Nona Kennedy Carlson cleared her voice several times and sipped water before she relaxed and read through some of the most pithy and powerful prose of the evening. Her work has taken her to her native North Dakota–Dickinson, Williston, and Watford City–to witness the Bakken Oil Boom. She read a surreal piece where the devil sits and smolders in the bunker of an oil worker, smoking, drinking and discussing while the landscape around them burns red as an ember and collapses. She told the audience that she has completed a draft of her novel, Boom which will consist of “stand alone” chapters that weave together and tell about the impact of the boom on the land, the locals and the oil field workers. She admitted that it is a complicated picture, much of it difficult. As the land is altered so too are the lives of people who live and work there.

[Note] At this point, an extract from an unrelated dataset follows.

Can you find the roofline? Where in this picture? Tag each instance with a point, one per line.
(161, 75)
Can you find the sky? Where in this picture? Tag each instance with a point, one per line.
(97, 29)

These are important voices telling important stories. I have nothing against a love poem or a broken-hearted one, but women have other stories to tell. They care about the big picture: land, history, society, politics and family. It was great to hear these women have their say.
Heid’s most recent book is a collection of poetry called Cell Traffic: New and Selected Poems. Kate Lynn Hibbard’s recent book is Sweet Weight . Nona Kennedy Carlson’s story Shift was selected by Joyce Carol Oates as a finalist for the 2012 Crazyhorse Fiction Prize and appears in the current issue of Crazy Horse issue 82.